Recently, the agency authorized the board to limit its consideration to only 20 pages submitted by the applicant. This is in clear violation of S.C. Code Section 24-21-640, which provides that the board “shall consider the record of the inmate before, during, and after imprisonment.” That doesn’t say part of the record, and it doesn’t allow this short cut.
Sadly, by one measure our parole agency has been quite successful: It gets paid to do little more than rubber stamp denials. Our prison system has proven that its programming works, setting national records for low recidivism. The numbers prove that Corrections Department inmates are better prepared for release than ever before. Against that backdrop, the effective parole rate for the past year — those leaving prison more than one year early — has dropped to less than 1%: 0.4%. In the year ending in April, out of 1,635 hearings, only six inmates left prison early on parole: the proverbial rubber stamp.

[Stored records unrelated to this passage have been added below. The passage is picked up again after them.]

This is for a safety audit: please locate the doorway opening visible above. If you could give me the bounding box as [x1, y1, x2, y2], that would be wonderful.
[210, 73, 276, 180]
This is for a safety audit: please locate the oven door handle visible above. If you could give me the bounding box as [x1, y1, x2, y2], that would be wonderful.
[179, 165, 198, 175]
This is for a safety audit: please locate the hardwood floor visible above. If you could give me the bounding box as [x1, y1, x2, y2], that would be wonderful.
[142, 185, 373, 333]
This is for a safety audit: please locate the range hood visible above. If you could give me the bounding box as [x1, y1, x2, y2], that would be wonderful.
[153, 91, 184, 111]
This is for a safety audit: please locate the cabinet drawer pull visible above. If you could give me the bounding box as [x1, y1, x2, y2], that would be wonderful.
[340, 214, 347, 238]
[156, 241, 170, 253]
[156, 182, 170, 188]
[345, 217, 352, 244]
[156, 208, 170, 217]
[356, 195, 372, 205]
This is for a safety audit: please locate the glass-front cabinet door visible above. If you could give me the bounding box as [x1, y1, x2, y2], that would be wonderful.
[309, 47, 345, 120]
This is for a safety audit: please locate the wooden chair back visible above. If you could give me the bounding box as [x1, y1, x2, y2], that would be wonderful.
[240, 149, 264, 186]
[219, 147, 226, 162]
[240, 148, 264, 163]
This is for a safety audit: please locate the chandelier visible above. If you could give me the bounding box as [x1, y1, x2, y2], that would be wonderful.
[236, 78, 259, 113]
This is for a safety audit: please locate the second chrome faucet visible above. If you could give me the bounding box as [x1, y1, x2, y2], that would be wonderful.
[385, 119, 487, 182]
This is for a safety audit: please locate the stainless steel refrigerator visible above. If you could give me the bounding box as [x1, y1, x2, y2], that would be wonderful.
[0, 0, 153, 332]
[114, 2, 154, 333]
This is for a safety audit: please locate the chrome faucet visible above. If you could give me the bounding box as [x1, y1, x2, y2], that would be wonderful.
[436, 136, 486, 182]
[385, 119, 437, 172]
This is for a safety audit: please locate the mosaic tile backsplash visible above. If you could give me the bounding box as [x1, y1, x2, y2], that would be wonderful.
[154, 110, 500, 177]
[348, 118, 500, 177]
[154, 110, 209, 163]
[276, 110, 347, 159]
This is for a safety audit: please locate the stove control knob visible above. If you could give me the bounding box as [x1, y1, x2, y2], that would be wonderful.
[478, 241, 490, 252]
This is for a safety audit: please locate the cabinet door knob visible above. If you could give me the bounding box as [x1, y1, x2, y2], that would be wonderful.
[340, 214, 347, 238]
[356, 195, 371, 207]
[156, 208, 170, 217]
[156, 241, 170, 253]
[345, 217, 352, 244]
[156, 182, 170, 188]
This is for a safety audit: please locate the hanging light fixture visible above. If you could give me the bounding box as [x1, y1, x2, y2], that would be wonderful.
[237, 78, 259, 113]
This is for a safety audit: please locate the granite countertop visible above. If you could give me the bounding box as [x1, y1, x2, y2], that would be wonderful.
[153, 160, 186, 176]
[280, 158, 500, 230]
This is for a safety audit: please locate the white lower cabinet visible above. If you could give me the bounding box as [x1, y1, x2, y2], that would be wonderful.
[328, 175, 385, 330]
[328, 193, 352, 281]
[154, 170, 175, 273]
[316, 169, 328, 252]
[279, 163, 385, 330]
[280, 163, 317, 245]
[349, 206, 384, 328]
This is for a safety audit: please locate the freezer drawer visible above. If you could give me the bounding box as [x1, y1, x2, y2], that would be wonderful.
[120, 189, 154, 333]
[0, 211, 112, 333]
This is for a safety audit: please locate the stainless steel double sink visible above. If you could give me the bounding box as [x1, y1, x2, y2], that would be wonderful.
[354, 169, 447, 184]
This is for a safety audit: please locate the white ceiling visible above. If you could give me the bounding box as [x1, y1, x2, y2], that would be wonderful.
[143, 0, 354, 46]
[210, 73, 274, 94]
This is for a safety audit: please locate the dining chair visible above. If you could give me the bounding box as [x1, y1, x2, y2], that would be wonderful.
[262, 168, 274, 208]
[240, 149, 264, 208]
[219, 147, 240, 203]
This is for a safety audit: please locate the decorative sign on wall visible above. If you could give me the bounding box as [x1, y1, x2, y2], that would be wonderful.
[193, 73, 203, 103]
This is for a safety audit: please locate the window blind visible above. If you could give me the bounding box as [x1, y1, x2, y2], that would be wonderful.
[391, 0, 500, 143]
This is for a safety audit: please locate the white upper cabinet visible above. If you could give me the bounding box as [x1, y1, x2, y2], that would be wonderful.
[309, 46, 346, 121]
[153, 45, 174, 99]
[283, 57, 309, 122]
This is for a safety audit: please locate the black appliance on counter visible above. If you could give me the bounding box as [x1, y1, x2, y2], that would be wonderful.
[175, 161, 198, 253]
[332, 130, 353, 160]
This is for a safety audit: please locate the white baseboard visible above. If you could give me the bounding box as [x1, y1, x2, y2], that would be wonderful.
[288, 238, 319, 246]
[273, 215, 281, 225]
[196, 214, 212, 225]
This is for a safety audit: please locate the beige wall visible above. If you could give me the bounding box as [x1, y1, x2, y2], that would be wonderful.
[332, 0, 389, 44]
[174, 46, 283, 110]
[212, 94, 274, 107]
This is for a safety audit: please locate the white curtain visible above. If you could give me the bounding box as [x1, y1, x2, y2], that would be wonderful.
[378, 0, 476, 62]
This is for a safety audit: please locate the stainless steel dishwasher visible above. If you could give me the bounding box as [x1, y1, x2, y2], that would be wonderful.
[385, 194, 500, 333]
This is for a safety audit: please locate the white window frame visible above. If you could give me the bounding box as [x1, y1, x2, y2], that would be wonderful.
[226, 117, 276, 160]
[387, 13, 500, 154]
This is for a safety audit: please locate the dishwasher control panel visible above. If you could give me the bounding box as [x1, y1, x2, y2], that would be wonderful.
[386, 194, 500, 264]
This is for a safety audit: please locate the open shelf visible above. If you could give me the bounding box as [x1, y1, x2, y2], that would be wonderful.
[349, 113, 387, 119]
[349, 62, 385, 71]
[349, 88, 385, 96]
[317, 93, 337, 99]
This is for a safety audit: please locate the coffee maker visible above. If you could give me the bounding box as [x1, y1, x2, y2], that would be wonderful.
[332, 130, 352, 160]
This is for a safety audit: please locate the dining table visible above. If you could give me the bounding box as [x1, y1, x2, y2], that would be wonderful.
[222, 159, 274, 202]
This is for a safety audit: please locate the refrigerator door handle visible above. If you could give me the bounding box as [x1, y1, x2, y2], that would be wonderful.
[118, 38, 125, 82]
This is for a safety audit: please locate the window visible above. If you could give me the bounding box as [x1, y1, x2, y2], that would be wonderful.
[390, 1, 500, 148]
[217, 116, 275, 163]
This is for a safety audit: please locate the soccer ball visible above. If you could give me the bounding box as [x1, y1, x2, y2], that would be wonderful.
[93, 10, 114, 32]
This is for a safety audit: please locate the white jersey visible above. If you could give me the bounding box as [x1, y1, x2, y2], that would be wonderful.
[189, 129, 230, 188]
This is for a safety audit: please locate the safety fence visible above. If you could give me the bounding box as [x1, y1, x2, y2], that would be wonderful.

Recently, more than 20 national corrections experts, representing more than 600 years of corrections and community corrections experience, signed a friend of the court brief expressing dismay at the procedures and outcomes of our board.
Lawmakers should abolish parole or else reform our parole system and transfer its work to the Department of Corrections. If it’s the former, then the millions of dollars we are currently wasting on our no-parole board and agency should be directed to our prisons to deal with the inevitable bad consequences. But the latter approach, reform, would be better. Our state would be safer with a parole agency that believed in parole for reformed offenders.
Jon Ozmint is an attorney, a former corrections director and a former prosecutor who has helped 43 lifers earn parole and reenter society successfully.